Mais la CSU pourrait aussi s'allier aux «sans étiquette», qui obtiennent plus de 10% des voix et 15 sièges.

En dépit du maigre score du SPD, Frank-Walter Steinmeier, le chef de la diplomatie récemment désigné candidat à la chancellerie pour les élections législatives de l'automne 2009, a célébré «un tremblement de terre», «un résultat qui changera le paysage politique bien au-delà de la Bavière».

Le secrétaire général de la CDU, Ronald Pofalla, a admis la «défaite amère» de la CSU mais souligné que le SPD avait, lui, réalisé «son plus mauvais résultat depuis que la Bavière vote».

Le SPD est le seul à ne pas profiter de la chute de la CSU. L'extrême gauche Die Linke a rassemblé 4,4% des voix, ratant de peu la barre des 5% nécessaire pour siéger au parlement régional. «C'est sensationnel», s'est félicité Dietmar Bartsch, un dirigeant de ce parti formé d'anciens communistes et des déçus de la social-démocratie.
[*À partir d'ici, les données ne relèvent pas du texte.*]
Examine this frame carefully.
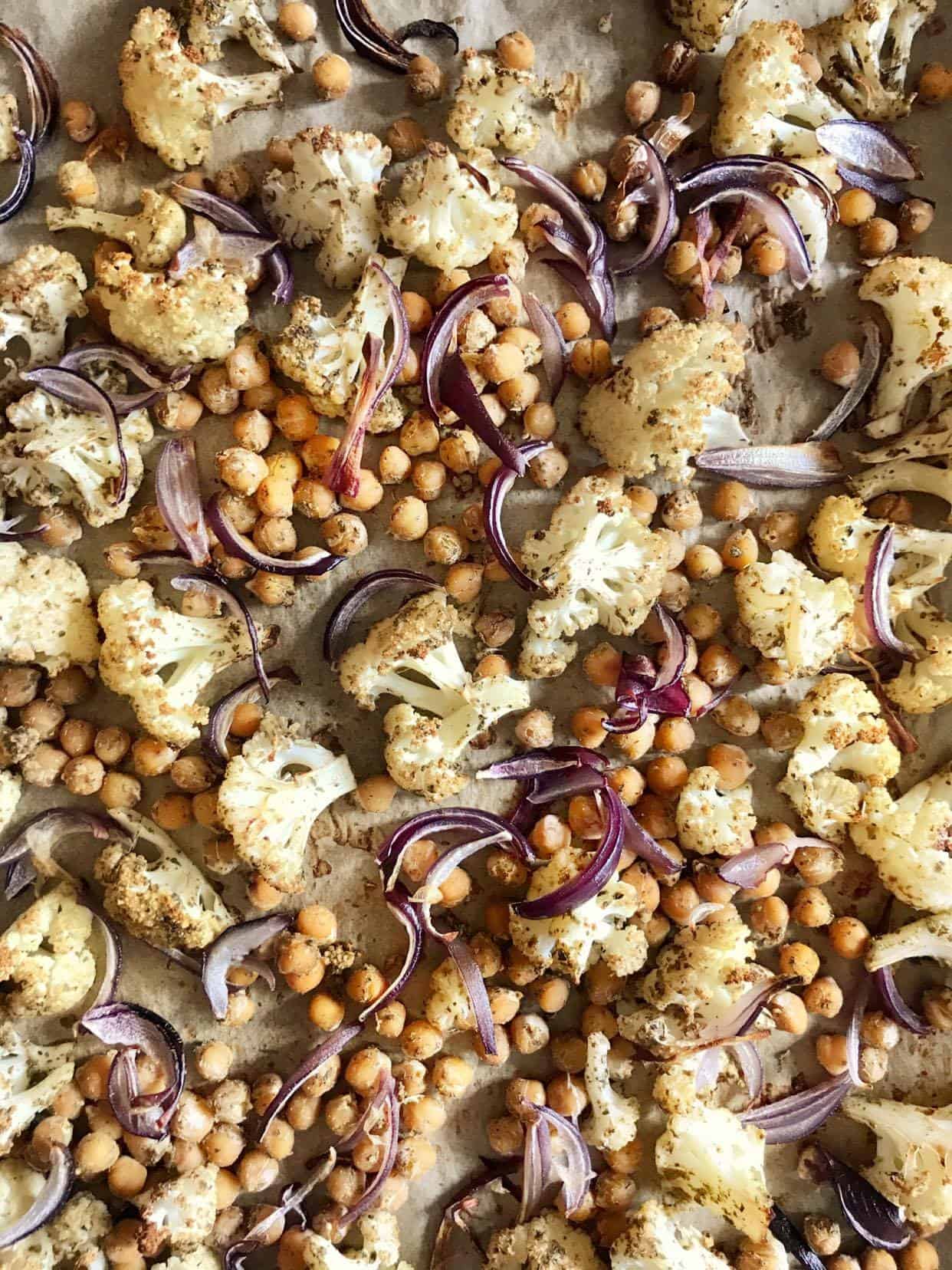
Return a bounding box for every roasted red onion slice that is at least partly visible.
[0,1143,74,1249]
[202,913,294,1021]
[206,494,344,577]
[255,1024,363,1142]
[813,120,919,180]
[323,569,439,663]
[806,320,881,441]
[20,366,130,504]
[482,441,550,591]
[169,182,294,304]
[694,441,843,489]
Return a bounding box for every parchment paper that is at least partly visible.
[0,0,952,1268]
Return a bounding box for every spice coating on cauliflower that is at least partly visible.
[776,674,900,842]
[0,242,87,396]
[734,551,854,677]
[579,319,747,482]
[381,141,519,273]
[655,1106,773,1243]
[99,581,277,748]
[0,885,97,1018]
[447,48,540,153]
[843,1094,952,1228]
[271,255,406,432]
[0,542,99,674]
[218,714,356,893]
[91,247,248,367]
[803,0,935,122]
[261,126,389,288]
[0,389,153,528]
[120,8,282,172]
[519,474,668,678]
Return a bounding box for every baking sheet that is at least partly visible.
[0,0,952,1268]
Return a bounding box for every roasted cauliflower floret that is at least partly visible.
[579,320,747,482]
[0,242,87,396]
[447,48,540,153]
[842,1094,952,1227]
[776,674,900,842]
[95,811,232,949]
[734,551,853,678]
[120,8,283,172]
[519,474,668,678]
[509,847,648,983]
[91,247,248,367]
[0,389,153,528]
[0,542,99,674]
[381,141,519,273]
[99,581,275,747]
[612,1199,729,1270]
[803,0,935,120]
[655,1106,773,1243]
[271,255,406,432]
[0,884,97,1018]
[218,714,356,892]
[261,126,389,287]
[674,767,757,856]
[859,255,952,437]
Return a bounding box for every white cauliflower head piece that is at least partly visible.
[381,141,519,273]
[0,542,99,674]
[0,242,87,395]
[579,319,747,482]
[261,126,389,287]
[120,8,283,172]
[218,714,356,892]
[734,551,854,677]
[776,674,900,842]
[99,581,275,747]
[520,475,668,674]
[447,48,540,153]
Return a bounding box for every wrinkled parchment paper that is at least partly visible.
[0,0,952,1268]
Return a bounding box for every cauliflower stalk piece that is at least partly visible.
[510,847,648,983]
[0,542,99,674]
[849,766,952,912]
[859,255,952,437]
[261,126,389,288]
[339,589,530,803]
[0,884,97,1018]
[46,189,188,269]
[95,811,232,949]
[218,714,356,892]
[91,247,248,367]
[612,1199,729,1270]
[0,389,153,528]
[776,674,900,842]
[805,0,935,122]
[120,8,283,172]
[381,141,519,273]
[182,0,294,75]
[674,767,761,856]
[0,242,87,396]
[583,1032,640,1150]
[99,581,277,748]
[271,255,406,432]
[655,1106,773,1243]
[519,474,668,679]
[842,1094,952,1227]
[734,551,854,678]
[579,319,747,482]
[447,48,542,153]
[485,1209,604,1270]
[0,1024,75,1158]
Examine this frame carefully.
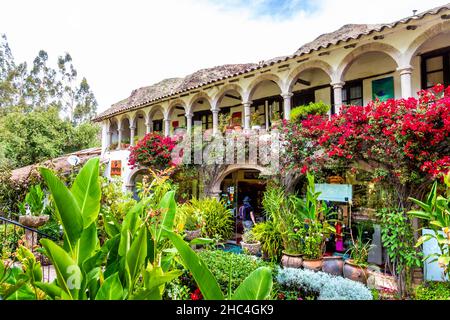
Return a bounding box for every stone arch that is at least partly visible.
[168,99,188,114]
[400,21,450,67]
[286,60,333,92]
[205,164,270,196]
[148,104,166,120]
[211,83,244,109]
[186,91,212,114]
[242,73,285,101]
[332,42,401,83]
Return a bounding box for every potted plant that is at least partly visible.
[250,111,261,130]
[343,232,372,284]
[184,205,203,241]
[241,229,261,255]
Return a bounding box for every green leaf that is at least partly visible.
[126,228,147,283]
[77,223,98,266]
[40,168,83,251]
[41,239,83,299]
[232,267,273,300]
[71,158,101,228]
[95,273,123,300]
[156,191,177,243]
[119,202,144,257]
[35,282,62,300]
[165,230,225,300]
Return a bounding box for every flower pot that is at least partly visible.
[241,241,261,255]
[19,216,50,228]
[344,260,369,284]
[303,258,323,272]
[281,251,303,269]
[184,229,202,241]
[322,256,344,276]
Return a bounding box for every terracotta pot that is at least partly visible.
[184,229,202,241]
[19,216,50,228]
[344,260,369,284]
[281,252,303,269]
[303,259,323,272]
[241,241,261,255]
[322,256,344,276]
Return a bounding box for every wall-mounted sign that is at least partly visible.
[111,160,122,176]
[316,184,353,202]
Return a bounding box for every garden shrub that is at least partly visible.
[415,282,450,300]
[276,268,373,300]
[199,250,270,294]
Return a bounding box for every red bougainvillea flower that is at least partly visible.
[128,133,177,169]
[190,289,203,301]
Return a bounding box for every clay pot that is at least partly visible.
[344,260,369,284]
[281,252,303,269]
[303,259,323,272]
[184,229,202,241]
[241,241,261,255]
[19,216,50,228]
[322,256,344,276]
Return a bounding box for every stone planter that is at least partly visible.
[241,241,261,255]
[184,229,202,241]
[281,252,303,269]
[19,216,50,251]
[303,259,323,272]
[344,260,369,284]
[322,256,344,276]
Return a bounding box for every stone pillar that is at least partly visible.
[164,119,170,137]
[117,120,123,150]
[242,101,252,130]
[331,82,345,114]
[281,92,294,120]
[186,113,194,134]
[397,66,413,99]
[211,110,219,135]
[130,124,136,147]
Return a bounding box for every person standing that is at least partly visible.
[239,197,256,231]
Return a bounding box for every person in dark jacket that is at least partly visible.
[239,197,256,231]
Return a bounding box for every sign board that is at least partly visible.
[315,184,353,202]
[111,160,122,177]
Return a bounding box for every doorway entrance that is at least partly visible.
[221,170,267,243]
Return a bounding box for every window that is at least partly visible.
[342,81,364,106]
[153,120,162,132]
[193,111,213,130]
[422,48,450,89]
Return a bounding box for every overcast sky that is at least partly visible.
[0,0,447,111]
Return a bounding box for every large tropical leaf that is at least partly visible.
[71,158,101,228]
[95,273,123,300]
[40,168,84,251]
[232,267,273,300]
[164,230,224,300]
[77,223,98,267]
[156,191,177,242]
[41,239,83,299]
[127,228,147,282]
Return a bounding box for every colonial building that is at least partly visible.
[95,4,450,202]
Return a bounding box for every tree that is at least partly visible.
[284,85,450,210]
[0,107,99,167]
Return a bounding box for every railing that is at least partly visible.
[0,216,59,282]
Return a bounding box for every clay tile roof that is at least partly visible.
[11,148,105,183]
[94,3,450,121]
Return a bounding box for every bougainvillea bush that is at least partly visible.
[284,85,450,205]
[128,133,177,169]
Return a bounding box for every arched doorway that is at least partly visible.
[220,169,267,243]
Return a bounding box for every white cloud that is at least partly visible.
[0,0,445,111]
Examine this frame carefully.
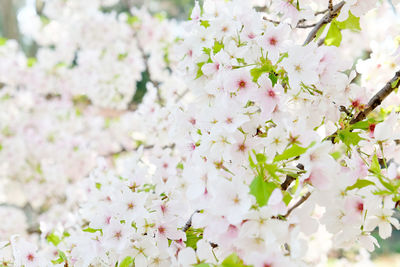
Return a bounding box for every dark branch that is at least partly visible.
[303,1,344,45]
[350,71,400,124]
[283,192,311,218]
[182,210,200,232]
[281,163,304,191]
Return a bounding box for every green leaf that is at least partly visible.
[283,191,293,206]
[250,175,278,207]
[119,256,133,267]
[315,24,326,40]
[350,118,377,130]
[369,154,381,174]
[26,57,37,68]
[220,253,246,267]
[256,153,267,163]
[346,179,375,191]
[269,72,278,86]
[118,53,128,61]
[126,16,140,26]
[338,129,363,147]
[200,20,210,29]
[176,162,183,170]
[46,233,61,246]
[82,227,103,233]
[0,37,7,46]
[390,78,400,88]
[274,144,308,162]
[263,164,279,180]
[325,21,342,46]
[249,153,257,169]
[250,61,274,82]
[335,11,361,31]
[213,41,224,55]
[185,227,203,250]
[196,62,206,79]
[330,151,342,160]
[51,250,67,264]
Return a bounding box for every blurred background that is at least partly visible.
[0,0,400,266]
[0,0,202,57]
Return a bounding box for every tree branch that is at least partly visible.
[350,71,400,124]
[182,210,200,232]
[0,203,41,234]
[281,163,304,191]
[283,192,311,218]
[303,1,344,45]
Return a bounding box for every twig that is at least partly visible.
[303,1,344,45]
[138,40,164,107]
[350,71,400,124]
[281,163,304,191]
[283,192,311,218]
[296,23,317,29]
[0,203,41,234]
[182,210,200,232]
[314,8,329,16]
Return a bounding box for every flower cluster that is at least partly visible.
[0,0,400,267]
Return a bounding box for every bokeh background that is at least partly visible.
[0,0,400,267]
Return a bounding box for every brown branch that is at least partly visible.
[314,8,329,16]
[350,71,400,124]
[281,163,304,191]
[296,23,317,29]
[182,210,200,232]
[283,192,311,218]
[0,203,41,234]
[303,1,344,45]
[263,17,317,29]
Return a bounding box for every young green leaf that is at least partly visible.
[250,175,278,207]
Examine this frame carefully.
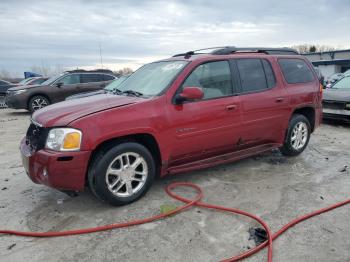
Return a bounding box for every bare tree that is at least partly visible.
[292,44,337,54]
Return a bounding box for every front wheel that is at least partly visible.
[28,96,50,113]
[281,114,311,156]
[88,142,156,206]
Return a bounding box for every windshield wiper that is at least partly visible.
[122,90,143,96]
[110,88,123,95]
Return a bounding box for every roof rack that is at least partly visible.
[66,69,113,74]
[173,46,299,59]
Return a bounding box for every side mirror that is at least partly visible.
[175,87,204,104]
[55,82,63,88]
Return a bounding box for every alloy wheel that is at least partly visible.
[106,152,148,197]
[291,122,308,150]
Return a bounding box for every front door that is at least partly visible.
[234,58,289,147]
[167,61,241,166]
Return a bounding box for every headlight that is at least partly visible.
[45,128,82,151]
[10,89,27,96]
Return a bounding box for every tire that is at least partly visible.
[28,95,50,113]
[88,142,156,206]
[281,114,311,156]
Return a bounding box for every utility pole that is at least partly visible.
[99,43,103,69]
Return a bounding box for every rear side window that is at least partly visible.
[59,74,80,85]
[182,61,232,99]
[261,59,276,88]
[82,74,104,83]
[103,75,115,81]
[278,58,314,84]
[236,58,275,92]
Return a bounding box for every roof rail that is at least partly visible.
[173,46,299,59]
[66,69,113,74]
[211,46,299,55]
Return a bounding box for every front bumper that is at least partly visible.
[20,138,91,191]
[323,108,350,122]
[5,94,27,109]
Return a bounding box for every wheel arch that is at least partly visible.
[290,106,316,133]
[27,93,51,109]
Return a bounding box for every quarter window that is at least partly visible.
[82,74,104,83]
[278,58,314,84]
[182,61,232,99]
[103,75,115,81]
[261,59,276,88]
[236,58,275,92]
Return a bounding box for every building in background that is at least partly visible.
[303,49,350,78]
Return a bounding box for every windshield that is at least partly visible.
[118,61,188,96]
[41,74,64,85]
[18,77,32,85]
[332,76,350,89]
[104,76,129,91]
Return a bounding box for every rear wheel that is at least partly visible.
[88,142,156,206]
[281,114,311,156]
[28,96,50,113]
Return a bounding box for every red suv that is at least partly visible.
[21,47,322,205]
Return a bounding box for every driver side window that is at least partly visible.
[182,61,233,99]
[59,74,80,85]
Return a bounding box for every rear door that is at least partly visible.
[167,61,241,166]
[49,73,81,103]
[233,58,289,147]
[80,73,106,92]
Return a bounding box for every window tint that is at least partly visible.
[261,59,276,88]
[182,61,232,99]
[59,74,80,85]
[278,58,314,84]
[332,76,350,89]
[82,74,104,83]
[236,58,268,92]
[30,78,45,85]
[103,75,115,81]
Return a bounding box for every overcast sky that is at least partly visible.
[0,0,350,76]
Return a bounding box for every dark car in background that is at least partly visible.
[18,77,48,85]
[5,70,116,112]
[0,79,16,107]
[323,76,350,122]
[66,75,130,100]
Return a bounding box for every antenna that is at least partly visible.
[98,43,103,69]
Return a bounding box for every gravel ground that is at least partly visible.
[0,109,350,262]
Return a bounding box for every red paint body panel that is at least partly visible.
[21,53,322,191]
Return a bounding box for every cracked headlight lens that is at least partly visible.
[45,128,82,151]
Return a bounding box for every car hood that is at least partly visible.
[32,94,146,127]
[8,85,41,91]
[323,88,350,102]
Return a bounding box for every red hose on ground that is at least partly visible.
[0,182,350,262]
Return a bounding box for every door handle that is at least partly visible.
[226,105,237,111]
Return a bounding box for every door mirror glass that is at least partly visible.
[55,82,63,88]
[175,87,204,104]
«C'est un jour noir pour la CSU et une bonne journée pour la Bavière», a lancé une responsable des Verts, Margarete Bause, dont la formation est passée de 7,7% à 9% des suffrages (18 sièges).

De la taille de l'Irlande mais avec un PIB double et un taux de chômage de 4% (7,6% en Allemagne), la Bavière héberge un tiers des entreprises du Dax, le principal index boursier allemand.

La CSU et «l'État libre de Bavière» ont été longtemps synonymes. Mais le Land des brasseries et des culottes de peau, du Bayern Munich et de BMW a changé.

Selon la plupart des commentateurs, l'usure du pouvoir et la modernisation spectaculaire de cette région longtemps très agricole ont entraîné une désaffection des électeurs. Une série de décisions impopulaires y ont contribué, d'une loi anti-fumeurs très restrictive aux questions environnementales, ignorées alors qu'elles préoccupent l'électorat.

L'effondrement de la CSU pèsera à Berlin où la chancelière Merkel espère obtenir aux législatives de 2009 une majorité lui permettant de cesser sa «grande coalition» avec les sociaux-démocrates.

«Les prochains mois s'annoncent passionnants non seulement en Bavière mais mais aussi au niveau fédéral», commentait le quotidien économique Handelsblatt à paraître lundi. La CDU de Mme Merkel «ne peut plus compter pouvoir compenser les faibles résultats dans le nord avec le réservoir de voix du sud».